Because pricing and discount models vary between cloud providers, it's difficult to gauge the long-term costs of different IaaS platforms. However, Google's latest round of cuts does allow its instance pricing, at least in some cases, to dip below that of AWS. For example, Google's smallest IaaS instance, the f1-micro, is currently priced at $0.006 per hour, while AWS' smallest and cheapest machine, the t2.micro, costs $0.013.
Google's price cuts follow its Moore's Law pricing philosophy. According to the vendor, Google Compute Engine VM prices have been reduced by more than half since the platform launched in November 2013.

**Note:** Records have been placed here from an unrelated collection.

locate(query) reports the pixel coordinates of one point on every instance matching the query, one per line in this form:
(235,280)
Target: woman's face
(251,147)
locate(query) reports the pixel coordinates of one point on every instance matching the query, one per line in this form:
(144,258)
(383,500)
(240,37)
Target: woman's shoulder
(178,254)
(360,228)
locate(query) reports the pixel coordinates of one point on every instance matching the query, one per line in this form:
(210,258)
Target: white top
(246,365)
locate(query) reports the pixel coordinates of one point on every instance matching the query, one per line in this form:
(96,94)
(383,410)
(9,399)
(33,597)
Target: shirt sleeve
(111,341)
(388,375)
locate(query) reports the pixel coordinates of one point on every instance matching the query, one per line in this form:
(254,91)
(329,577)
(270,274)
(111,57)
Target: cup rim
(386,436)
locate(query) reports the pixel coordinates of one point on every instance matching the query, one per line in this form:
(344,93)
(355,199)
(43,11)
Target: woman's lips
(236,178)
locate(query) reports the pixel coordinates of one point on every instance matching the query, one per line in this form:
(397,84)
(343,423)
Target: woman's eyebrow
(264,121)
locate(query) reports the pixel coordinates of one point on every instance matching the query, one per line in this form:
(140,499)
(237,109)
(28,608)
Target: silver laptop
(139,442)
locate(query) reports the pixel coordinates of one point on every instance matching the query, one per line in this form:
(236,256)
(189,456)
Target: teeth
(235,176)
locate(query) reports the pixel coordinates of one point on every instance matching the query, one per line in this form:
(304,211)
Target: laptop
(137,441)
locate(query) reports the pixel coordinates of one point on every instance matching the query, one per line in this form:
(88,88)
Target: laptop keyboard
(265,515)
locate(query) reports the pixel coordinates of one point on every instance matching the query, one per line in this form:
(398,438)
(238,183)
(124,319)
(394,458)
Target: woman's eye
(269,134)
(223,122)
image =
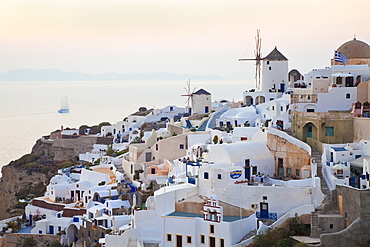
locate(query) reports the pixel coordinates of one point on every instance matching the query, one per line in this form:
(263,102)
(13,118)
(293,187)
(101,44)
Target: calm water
(28,110)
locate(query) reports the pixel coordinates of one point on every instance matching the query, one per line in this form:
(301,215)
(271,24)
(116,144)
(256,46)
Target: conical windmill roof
(275,55)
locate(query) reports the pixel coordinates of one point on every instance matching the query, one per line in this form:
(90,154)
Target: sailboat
(64,106)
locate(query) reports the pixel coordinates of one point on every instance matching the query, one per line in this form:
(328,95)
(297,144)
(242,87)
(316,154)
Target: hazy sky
(196,37)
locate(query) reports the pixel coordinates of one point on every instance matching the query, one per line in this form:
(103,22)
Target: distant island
(59,75)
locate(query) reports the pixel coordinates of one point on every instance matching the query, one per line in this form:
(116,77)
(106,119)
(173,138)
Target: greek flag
(340,57)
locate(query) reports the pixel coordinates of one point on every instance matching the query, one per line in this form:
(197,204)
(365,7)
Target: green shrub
(55,244)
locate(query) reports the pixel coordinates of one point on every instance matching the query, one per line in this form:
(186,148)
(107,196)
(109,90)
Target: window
(329,131)
(247,162)
(222,242)
(202,239)
(339,80)
(288,171)
(188,239)
(298,172)
(169,237)
(254,170)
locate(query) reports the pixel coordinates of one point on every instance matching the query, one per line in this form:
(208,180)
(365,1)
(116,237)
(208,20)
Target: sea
(28,109)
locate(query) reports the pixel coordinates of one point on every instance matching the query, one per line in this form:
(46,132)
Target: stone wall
(15,239)
(90,235)
(354,235)
(342,121)
(294,157)
(361,129)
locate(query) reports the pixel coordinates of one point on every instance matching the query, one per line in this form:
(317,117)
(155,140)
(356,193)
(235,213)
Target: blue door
(247,172)
(282,87)
(264,208)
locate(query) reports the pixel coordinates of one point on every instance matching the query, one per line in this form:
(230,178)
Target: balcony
(271,216)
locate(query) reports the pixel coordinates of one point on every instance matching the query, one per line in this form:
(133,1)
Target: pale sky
(194,36)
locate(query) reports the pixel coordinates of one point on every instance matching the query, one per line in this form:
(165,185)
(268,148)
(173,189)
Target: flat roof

"It's our pricing philosophy that, every time we identify a place where we can make a substantial improvement in our own [infrastructure] costs, we should pass that on to our customers," said Miles Ward, head of solutions for Google Cloud Platform.
To attract new ISV customers to their platforms moving forward, AWS and Google should shift their focus from cutting prices to creating more long-term and fixed infrastructure pricing models, Mahowald said.

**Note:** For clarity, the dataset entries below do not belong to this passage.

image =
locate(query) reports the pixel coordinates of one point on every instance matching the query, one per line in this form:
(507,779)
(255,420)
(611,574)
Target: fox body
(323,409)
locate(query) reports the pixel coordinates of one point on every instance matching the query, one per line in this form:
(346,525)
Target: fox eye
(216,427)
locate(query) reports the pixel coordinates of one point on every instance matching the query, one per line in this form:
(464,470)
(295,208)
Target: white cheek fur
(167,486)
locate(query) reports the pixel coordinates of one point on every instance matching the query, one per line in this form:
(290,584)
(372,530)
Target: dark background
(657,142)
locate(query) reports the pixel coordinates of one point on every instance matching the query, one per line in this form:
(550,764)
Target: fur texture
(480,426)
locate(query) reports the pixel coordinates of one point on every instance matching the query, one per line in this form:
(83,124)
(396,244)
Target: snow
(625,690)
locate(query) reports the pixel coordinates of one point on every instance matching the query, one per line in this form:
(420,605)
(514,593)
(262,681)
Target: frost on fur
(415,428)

"I think they are waiting until they get more ISV customer types on board, but it's kind of a chicken and an egg thing – you're not going to get them until you can guarantee a fixed cost for their infrastructure for a year," Mahowald said. "All IaaS companies need to get their arms around being able to offer those kinds of models."
Google's new Preemtible VMs
In addition to the price cuts, Google introduced Preemtible VMs, a new instance type designed for short-duration batch jobs. Similar to Amazon EC2 Spot Instances, Preemtible VMs use Google compute resources that would otherwise be idle. And because these VMs are based on spare capacity and are limited to 24-hour runtimes, Google offers them for 70% less than it does a standard VM.

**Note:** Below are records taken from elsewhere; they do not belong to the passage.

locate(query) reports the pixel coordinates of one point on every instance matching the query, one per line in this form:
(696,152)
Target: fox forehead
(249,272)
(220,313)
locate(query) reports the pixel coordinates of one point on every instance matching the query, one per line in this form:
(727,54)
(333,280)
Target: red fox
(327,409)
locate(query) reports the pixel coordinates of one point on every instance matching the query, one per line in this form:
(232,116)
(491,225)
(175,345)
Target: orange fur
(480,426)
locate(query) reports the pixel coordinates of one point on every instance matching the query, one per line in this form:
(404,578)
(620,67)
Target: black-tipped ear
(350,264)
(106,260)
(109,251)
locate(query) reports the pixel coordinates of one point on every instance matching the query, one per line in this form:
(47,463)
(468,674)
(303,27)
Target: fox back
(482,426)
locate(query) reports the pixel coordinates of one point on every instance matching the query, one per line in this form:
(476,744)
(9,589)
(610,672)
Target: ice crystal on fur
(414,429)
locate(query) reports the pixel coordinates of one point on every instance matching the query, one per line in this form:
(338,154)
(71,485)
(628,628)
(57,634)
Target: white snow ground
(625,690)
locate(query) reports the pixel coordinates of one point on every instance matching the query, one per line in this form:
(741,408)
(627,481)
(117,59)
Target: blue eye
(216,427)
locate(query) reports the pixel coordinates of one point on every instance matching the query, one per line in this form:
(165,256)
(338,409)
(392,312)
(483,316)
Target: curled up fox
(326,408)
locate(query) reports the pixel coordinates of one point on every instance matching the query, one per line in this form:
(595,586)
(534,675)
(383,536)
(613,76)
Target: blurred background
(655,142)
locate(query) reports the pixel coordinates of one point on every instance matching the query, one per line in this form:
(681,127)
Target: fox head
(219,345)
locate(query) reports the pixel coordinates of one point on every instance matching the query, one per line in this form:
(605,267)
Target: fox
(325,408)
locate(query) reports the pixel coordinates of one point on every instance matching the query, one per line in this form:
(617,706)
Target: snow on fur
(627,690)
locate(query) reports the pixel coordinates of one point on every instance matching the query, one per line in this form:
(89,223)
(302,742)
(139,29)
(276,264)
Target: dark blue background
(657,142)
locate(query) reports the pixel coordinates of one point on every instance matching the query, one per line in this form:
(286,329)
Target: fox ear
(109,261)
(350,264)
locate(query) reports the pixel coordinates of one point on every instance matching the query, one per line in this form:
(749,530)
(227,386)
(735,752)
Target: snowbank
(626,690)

However, because Preemtible VMs "are designed to be interrupted," Google's sustained usage discounts cannot be applied to them, Ward said.
The new Preemtible VMs are designed for tasks that aren't time-sensitive, such as batch processing or rendering. Specific uses include video encoding, visual effects rendering and data analytics, according to Google.
Mark Johnson, CEO and co-founder of Descartes Labs, an image analysis startup based in Los Alamos, New Mexico, said his company uses Google's Preemtible VMs to process and analyze massive amounts of satellite imagery from NASA.
"There is nothing time-critical that we needed, so Preemtible VMs were a great way for us to reduce our costs by well over half," Johnson said. "For a small, seed-funded startup like us, that was really critical."
Johnson described the Preemtible VMs as being "like a contract with Google."
"You say, 'hey, I need this computing. When you have spare cycles, please let me use them.' It's good for batch processing jobs or very, very parallel jobs," he said.
The Preemtible VMs are in beta, with no word yet on general availability. The pricing model follows a fixed, flat rate that users pay by the hour – something Ward said sets Google's Preemtible VMs apart from competitive services that have "deeply variable" pricing models.